Monday, December 21, 2009

A thought on the Civil War


I just finished Tried by War: Abraham Lincoln as Commander in Chief by James M. McPherson.

The 15 states in the Confederacy had the professional soldiers, the 18 states of the Union had the population, the manufacturing and the communications. It took 4 years for the 22 million northerners with 32 times the arms production to conquer the Confederacy. It seems to me that it did so by:
  • Isolating the Confederacy from foreign aid, perhaps especially when in the middle of the war the Emancipation Proclamation was issued making it a war about slavery.
  • Destroying the economic base of the Confederacy by blockade (of an economy that traded cotton for manufactured goods), freeing the slaves, confiscating property, destroying the inland shipping and railroad infrastructure, and devastating the land and agricultural production.
  • Bringing more and better supplied armies to bear on the Confederate armies, in part by the introduction of the draft and the recruitment of 200,000 black soldiers and in part by the manufacturing strength (85,000 Spencer repeating rifles made the Union cavalry a fearsome force in the last year of the war). The refusal to exchange prisoners by the North, and the policy by the South of killing black soldiers and their officers taken prisoners may both have helped.
McPherson is a great fan of Lincolns and no fan of most of the Union generals. I was interested to see that the Union was foolish enough to appoint politicians to high military offices early in the war, but smart enough to let Grant, Sherman and Sheridan rise to command the key armies through merit. McPherson makes the argument well that a lot of the (political) Union generals were rather terrible people as well as weak military leaders.

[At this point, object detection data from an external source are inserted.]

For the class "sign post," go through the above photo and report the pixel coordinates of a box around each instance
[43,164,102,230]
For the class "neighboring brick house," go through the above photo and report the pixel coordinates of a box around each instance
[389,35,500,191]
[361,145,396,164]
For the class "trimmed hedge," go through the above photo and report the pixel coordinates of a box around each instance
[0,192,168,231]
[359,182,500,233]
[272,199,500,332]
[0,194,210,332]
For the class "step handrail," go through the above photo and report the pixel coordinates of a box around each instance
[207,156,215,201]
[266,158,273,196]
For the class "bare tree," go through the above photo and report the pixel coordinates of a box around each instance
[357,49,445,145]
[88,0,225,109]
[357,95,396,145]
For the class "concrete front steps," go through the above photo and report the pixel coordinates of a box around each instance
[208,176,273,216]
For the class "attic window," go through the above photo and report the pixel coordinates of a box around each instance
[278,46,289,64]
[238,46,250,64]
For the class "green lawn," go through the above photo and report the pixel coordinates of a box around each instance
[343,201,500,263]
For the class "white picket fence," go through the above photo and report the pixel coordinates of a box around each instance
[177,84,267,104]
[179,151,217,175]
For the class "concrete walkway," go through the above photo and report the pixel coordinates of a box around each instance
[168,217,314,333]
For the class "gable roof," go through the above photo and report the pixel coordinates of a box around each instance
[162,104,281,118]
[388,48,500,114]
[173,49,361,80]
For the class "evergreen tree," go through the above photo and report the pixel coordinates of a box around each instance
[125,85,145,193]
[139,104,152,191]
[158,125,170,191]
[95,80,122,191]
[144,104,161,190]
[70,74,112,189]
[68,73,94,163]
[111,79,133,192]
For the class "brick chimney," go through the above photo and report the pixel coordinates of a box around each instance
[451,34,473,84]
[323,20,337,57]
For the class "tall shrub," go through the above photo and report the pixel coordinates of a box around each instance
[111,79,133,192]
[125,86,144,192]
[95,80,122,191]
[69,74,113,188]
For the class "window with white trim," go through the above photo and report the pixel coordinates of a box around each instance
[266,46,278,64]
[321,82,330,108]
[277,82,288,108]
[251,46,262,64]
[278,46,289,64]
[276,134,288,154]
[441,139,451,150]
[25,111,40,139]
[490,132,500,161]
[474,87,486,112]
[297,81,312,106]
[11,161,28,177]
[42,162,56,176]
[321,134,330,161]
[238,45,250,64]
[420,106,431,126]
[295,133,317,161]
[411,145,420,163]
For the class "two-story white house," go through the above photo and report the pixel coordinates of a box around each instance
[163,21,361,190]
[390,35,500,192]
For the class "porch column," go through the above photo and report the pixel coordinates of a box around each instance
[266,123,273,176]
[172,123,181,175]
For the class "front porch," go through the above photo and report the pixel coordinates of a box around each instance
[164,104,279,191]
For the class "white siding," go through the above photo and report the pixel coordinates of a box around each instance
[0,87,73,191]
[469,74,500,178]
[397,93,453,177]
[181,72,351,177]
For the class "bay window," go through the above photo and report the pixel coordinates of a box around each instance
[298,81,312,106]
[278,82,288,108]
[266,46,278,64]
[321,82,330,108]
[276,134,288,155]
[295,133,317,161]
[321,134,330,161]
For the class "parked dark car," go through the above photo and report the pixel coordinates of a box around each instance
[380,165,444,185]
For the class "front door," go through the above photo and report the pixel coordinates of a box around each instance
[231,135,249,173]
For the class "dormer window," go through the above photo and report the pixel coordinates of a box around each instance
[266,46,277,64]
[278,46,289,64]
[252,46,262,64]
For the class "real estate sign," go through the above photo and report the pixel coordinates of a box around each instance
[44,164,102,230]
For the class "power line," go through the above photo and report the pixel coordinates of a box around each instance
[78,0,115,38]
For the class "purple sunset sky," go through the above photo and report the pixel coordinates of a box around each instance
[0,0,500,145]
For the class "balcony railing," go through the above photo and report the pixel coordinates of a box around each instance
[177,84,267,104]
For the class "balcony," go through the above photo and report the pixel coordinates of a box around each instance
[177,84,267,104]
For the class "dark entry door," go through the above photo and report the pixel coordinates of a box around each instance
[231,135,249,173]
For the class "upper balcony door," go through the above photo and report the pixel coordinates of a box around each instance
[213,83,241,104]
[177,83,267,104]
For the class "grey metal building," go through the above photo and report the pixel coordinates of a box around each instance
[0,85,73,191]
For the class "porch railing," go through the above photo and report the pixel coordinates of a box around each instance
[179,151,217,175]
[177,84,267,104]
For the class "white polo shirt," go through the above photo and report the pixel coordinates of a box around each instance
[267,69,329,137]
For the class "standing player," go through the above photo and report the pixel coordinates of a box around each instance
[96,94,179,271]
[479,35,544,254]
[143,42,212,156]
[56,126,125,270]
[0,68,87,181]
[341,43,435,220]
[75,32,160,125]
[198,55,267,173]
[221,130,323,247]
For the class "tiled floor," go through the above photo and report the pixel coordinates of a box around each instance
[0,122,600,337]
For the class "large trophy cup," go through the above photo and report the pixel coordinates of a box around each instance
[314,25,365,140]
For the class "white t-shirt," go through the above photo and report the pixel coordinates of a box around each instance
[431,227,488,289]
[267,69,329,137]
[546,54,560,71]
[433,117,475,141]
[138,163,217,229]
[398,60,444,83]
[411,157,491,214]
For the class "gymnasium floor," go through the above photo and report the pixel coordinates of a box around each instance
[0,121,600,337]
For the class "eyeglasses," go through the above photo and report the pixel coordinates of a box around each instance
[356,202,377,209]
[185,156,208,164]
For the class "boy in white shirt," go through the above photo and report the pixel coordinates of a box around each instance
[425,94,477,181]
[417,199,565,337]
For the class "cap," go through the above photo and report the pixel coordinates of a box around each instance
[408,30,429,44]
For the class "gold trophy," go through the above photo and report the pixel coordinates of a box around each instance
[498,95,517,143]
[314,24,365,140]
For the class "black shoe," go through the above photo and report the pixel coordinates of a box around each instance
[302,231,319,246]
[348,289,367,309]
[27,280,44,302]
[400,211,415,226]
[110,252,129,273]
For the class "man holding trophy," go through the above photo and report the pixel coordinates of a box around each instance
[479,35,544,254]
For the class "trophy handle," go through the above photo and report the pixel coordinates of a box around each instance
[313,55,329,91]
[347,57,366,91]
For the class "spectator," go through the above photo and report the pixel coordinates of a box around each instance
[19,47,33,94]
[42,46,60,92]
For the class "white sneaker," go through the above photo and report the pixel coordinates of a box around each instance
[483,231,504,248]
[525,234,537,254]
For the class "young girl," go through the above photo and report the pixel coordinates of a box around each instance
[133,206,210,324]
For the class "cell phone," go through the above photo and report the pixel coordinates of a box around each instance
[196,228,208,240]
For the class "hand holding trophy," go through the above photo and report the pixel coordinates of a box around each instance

Still, the approach of waiting to begin battle until one has overwhelming military advantages for the Union side does not seem too bad to me, since it was possible to mobilize such advantages, and especially since Confederate generals such as Lee and Jackson seemed too talented.

I remain unconvinced the Lincoln by several years of reading during the war attained a great deal of military expertise.

Of course, one does not judge Lincoln solely, or even primarily as a military leader. I have to like the guy who grabbed an ax to help soldiers clearing trees or who often went to visit the troops and the wounded, sometimes bringing his wife. And of course, his judgment on the protection of the union, the abolition of slavery, the limits of the interference with civil rights, and the political actions needed to successfully prosecute the war were the bases for the rating as perhaps our greatest president. His military skills were just icing on the cake.